Beyazit aveva formulato «minacce enormi, scandalose»: nel 1443, dieci anni prima della conquista di Mehemet II, che le avvererà alla lettera, appaiono all’autore assolutamente incredibili, iperboliche: «Quando avrò conquistato la Città / demolirò le Mura di Terra, / salirò sulla cupola fino alla bandiera: / Santa Sofia diverrà una moschea». / «Ma Tamerlano lo acchiappa per la barba, /gli leva il fiato, lo manda dai suoi avi».
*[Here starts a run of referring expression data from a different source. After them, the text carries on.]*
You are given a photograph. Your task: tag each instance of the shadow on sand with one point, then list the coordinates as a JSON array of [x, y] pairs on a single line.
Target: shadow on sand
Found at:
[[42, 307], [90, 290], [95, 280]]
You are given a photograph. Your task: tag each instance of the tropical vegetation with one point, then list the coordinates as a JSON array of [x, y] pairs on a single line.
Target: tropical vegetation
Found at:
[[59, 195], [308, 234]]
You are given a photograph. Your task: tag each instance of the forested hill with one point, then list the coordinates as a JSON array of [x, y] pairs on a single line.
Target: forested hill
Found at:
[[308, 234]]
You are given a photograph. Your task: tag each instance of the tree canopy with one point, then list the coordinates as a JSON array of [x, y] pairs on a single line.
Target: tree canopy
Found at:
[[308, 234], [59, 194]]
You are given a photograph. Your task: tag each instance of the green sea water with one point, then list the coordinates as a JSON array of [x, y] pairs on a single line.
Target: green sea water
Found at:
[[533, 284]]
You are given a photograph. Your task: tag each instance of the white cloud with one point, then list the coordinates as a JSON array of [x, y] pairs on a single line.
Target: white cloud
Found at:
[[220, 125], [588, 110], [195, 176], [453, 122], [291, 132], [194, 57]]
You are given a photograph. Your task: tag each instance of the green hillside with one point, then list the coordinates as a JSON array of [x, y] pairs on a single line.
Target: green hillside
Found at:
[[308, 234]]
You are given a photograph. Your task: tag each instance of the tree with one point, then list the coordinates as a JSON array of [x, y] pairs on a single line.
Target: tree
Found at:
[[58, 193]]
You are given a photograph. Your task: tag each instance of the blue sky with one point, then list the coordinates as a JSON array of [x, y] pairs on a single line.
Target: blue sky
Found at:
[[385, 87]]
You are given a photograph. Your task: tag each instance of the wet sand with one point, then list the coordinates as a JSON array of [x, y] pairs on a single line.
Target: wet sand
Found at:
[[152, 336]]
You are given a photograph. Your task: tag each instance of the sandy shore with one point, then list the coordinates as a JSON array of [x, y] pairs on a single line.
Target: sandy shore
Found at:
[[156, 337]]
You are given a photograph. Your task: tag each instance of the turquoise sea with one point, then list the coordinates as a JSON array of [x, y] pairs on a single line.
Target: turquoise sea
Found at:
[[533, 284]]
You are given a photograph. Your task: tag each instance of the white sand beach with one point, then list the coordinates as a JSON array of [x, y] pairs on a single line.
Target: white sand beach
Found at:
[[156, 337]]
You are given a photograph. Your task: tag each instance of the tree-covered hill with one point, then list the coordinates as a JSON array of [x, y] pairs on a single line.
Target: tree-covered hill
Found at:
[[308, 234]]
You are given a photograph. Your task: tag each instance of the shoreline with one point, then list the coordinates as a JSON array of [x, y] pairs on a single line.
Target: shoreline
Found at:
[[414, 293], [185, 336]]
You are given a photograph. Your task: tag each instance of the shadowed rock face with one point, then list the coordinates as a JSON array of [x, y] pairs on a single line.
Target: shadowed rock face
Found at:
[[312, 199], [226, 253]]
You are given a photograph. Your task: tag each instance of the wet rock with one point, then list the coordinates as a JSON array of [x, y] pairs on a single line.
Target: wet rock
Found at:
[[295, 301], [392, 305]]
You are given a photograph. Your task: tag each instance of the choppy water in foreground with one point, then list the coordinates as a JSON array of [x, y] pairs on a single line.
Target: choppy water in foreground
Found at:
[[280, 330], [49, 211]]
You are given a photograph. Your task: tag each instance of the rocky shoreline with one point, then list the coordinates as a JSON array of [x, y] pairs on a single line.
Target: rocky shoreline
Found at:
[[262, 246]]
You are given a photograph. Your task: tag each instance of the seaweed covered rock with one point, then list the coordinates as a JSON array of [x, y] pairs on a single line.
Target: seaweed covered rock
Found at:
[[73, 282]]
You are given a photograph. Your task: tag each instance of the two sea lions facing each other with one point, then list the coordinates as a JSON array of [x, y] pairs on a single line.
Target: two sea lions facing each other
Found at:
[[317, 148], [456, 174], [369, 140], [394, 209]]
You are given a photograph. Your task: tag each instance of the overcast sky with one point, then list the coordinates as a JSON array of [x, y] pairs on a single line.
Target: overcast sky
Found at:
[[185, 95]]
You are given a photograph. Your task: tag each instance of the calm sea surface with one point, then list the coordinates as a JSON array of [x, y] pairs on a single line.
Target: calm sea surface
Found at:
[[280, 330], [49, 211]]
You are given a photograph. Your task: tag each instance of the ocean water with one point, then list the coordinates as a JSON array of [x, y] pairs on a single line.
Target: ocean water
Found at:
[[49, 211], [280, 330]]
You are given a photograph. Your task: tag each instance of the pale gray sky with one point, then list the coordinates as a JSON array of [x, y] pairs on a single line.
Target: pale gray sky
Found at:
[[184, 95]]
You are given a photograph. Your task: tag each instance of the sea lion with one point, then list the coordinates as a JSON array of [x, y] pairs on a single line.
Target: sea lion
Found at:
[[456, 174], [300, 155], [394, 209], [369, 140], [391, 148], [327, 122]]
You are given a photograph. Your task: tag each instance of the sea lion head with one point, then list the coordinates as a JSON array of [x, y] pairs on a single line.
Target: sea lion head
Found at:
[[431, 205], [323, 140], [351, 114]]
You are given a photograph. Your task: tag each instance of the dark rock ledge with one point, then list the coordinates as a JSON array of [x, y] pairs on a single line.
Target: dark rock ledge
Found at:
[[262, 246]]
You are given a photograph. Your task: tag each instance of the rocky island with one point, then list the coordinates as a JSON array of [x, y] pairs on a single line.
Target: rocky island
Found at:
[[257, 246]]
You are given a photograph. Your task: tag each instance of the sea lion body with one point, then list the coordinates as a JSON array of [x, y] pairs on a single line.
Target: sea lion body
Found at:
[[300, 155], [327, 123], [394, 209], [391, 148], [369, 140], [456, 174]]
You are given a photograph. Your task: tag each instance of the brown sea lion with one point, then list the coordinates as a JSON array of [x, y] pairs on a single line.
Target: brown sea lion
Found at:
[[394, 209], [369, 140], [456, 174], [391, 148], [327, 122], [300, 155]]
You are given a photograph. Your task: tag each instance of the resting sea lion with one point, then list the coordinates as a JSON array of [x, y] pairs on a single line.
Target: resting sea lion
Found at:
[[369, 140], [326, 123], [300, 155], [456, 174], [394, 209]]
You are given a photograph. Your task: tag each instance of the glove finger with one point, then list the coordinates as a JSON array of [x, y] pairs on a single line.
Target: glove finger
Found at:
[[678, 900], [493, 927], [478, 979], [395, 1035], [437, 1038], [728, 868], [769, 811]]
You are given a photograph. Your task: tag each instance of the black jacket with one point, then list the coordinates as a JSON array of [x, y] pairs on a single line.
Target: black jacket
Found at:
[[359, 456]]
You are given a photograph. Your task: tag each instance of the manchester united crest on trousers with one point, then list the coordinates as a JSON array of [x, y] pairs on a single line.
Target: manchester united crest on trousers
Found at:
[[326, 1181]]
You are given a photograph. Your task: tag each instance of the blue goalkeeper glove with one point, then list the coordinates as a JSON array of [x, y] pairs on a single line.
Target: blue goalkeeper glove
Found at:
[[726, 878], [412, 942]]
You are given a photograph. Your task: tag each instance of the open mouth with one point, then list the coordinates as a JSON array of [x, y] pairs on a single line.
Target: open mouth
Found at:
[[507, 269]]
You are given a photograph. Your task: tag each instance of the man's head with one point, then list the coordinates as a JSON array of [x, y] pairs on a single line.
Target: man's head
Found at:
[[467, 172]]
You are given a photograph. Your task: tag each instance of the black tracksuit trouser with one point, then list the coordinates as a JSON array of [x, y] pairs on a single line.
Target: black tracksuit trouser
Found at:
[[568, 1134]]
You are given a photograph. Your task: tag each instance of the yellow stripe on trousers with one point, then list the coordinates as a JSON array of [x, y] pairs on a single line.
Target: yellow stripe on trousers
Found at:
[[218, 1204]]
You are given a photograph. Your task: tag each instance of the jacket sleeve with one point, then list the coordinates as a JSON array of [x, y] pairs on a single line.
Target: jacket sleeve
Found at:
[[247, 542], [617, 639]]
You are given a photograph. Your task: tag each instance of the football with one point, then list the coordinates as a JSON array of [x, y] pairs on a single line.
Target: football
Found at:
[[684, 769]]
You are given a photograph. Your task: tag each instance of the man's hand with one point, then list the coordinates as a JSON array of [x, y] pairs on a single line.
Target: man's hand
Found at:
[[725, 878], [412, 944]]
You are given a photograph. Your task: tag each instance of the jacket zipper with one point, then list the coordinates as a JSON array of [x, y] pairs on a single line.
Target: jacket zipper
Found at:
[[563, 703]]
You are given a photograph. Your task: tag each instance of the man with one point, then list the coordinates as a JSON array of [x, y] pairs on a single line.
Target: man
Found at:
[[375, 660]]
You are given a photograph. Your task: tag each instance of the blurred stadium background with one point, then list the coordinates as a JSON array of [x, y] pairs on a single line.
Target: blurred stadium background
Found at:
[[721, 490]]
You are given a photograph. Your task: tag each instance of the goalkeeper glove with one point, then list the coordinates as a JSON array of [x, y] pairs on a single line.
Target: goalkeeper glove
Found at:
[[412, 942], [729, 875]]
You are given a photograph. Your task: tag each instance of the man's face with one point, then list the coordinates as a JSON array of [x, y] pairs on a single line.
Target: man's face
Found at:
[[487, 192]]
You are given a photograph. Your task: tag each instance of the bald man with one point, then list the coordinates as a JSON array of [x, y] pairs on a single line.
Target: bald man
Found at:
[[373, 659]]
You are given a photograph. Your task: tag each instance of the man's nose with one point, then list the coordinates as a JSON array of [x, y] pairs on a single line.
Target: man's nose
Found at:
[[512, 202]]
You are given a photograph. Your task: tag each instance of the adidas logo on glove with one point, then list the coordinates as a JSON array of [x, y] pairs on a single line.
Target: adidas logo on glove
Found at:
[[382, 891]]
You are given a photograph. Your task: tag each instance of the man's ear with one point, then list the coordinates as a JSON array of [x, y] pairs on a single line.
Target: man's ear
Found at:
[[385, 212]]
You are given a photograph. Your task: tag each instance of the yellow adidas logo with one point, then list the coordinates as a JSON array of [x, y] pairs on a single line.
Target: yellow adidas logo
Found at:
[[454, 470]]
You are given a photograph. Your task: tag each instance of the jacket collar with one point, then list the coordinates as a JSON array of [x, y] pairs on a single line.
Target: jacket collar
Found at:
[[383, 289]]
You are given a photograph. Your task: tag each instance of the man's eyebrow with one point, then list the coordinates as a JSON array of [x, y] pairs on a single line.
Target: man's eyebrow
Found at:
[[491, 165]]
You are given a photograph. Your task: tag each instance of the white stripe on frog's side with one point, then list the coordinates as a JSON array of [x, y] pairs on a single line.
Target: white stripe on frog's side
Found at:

Il Gigante Persiano è un ben scomodo inviato della Provvidenza. L’autore dei versi, probabilmente testimone oculare di quanto narra, dà un elenco delle violenze inferte dai mongoli agli abitanti della provincia costantinopolitana. È un elenco di sinistra attualità: «Bambini sotto l’anno, sui tre mesi, / strapparono alle madri, fracassarono in terra; / e con le nude mani abbrancarono / le gravide che avevano nel ventre / un embrione, perché lo abortissero / e per picchiarle poi selvaggiamente / per farle poi correre e scappare; / e gli uomini che le volevano seguire, / formando con loro una sola carne / secondo il verbo divino della bibbia, [Genesi 2,24] / senza pietà li decapitavano. / E inventarono un’altra orribile violenza: / stupravano le mogli davanti ai mariti, / non solo dei laici, ma anche dei preti, / e i figli violentavano, maschi e femmine, / mentre i padri giacevano, mani e piedi legati, / e con gli occhi vedevano tanta sventura / che ad alcuni, per averla più volte subita, / il cuore si fermò, e la vita». La lista delle atrocità continua, finché la scrittura non si interrompe.